Euro-NCAP-Crashtest Meldung

Renault Modus: Erster Kleinwagen mit fünf Sternen. Doch beim Fußgängerschutz ist er nicht vorbildlich.

In der neuesten Testrunde des Euro-NCAP wurde dem Fußgängerschutz besondere Aufmerksamkeit gewidmet. Nicht alle Autohersteller tun hier genug.

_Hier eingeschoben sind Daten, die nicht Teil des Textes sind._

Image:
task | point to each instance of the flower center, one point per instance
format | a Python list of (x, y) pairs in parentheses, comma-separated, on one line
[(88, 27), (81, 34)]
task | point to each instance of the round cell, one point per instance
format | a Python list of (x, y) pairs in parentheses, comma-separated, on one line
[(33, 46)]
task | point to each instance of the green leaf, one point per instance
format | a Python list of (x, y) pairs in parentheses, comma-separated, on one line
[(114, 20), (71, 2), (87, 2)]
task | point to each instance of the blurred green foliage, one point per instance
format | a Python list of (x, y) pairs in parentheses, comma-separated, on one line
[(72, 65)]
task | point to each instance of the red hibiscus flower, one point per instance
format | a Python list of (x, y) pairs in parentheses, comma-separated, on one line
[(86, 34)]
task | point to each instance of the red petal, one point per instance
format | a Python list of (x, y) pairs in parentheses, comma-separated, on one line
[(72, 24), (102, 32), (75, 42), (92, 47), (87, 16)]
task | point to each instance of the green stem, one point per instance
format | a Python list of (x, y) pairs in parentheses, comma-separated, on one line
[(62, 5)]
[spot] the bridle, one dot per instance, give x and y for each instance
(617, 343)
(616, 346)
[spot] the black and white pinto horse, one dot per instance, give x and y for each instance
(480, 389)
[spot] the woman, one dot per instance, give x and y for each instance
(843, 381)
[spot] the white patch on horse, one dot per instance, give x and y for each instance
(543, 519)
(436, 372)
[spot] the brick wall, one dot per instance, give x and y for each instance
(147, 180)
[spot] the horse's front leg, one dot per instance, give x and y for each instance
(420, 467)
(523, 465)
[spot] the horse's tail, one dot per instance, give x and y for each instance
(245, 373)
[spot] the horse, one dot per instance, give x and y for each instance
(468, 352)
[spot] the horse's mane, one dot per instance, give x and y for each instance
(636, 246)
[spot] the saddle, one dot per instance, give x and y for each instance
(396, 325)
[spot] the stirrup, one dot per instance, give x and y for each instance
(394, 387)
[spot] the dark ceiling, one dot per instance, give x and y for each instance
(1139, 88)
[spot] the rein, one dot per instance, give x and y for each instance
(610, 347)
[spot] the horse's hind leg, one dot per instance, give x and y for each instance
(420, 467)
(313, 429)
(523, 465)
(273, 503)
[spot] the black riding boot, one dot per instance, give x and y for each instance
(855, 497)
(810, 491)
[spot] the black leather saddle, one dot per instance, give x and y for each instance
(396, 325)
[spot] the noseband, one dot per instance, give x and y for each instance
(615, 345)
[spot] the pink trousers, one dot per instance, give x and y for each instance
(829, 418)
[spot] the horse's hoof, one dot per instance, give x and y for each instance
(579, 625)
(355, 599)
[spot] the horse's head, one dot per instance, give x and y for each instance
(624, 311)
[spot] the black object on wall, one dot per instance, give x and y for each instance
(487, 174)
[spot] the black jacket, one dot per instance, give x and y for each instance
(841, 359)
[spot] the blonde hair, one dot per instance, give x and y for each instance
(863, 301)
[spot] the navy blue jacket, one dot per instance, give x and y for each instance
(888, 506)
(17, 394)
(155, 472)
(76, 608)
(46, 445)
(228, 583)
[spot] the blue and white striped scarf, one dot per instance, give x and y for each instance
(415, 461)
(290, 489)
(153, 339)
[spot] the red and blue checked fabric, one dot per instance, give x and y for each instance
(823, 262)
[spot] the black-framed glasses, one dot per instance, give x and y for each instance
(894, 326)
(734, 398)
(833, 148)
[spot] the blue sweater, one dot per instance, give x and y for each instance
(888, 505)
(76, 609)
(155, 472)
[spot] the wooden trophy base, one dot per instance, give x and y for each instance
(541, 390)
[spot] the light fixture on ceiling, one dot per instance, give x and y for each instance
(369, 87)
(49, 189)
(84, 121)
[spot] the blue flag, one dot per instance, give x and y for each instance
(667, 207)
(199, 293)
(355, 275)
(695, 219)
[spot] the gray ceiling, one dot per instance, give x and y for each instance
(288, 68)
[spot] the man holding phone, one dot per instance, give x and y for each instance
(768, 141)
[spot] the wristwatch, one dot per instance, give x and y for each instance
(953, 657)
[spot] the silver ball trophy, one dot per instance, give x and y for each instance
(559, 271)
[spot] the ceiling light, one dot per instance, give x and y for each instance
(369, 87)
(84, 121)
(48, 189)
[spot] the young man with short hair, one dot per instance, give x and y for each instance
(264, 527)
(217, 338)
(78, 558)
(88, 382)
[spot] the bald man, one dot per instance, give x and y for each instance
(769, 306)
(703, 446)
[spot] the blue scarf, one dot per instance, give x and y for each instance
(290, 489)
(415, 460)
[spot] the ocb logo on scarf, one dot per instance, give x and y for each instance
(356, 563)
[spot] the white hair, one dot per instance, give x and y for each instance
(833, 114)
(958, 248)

Seats Minivan Altea und Citroëns neues Mittelklassemodell C4 wurden für guten Fußgängerschutz mit drei Sternen ausgezeichnet. Dass beide Autos außerdem im Insassenschutz die Bestnote „Fünf Sterne“ schafften, zeigt, dass nicht an anderer Stelle gespart wurde. Enttäuschend dagegen, dass selbst neue Mo­delle aus dem Oberklassesegment weit weniger fußgängerfreundlich gestaltet sind. Sowohl der neue Audi A6 als auch der 5er BMW bringen es gerade mal auf einen Stern in dieser Wertung. Auch nicht besser ist der Nobel-Off-Roader VW Touareg.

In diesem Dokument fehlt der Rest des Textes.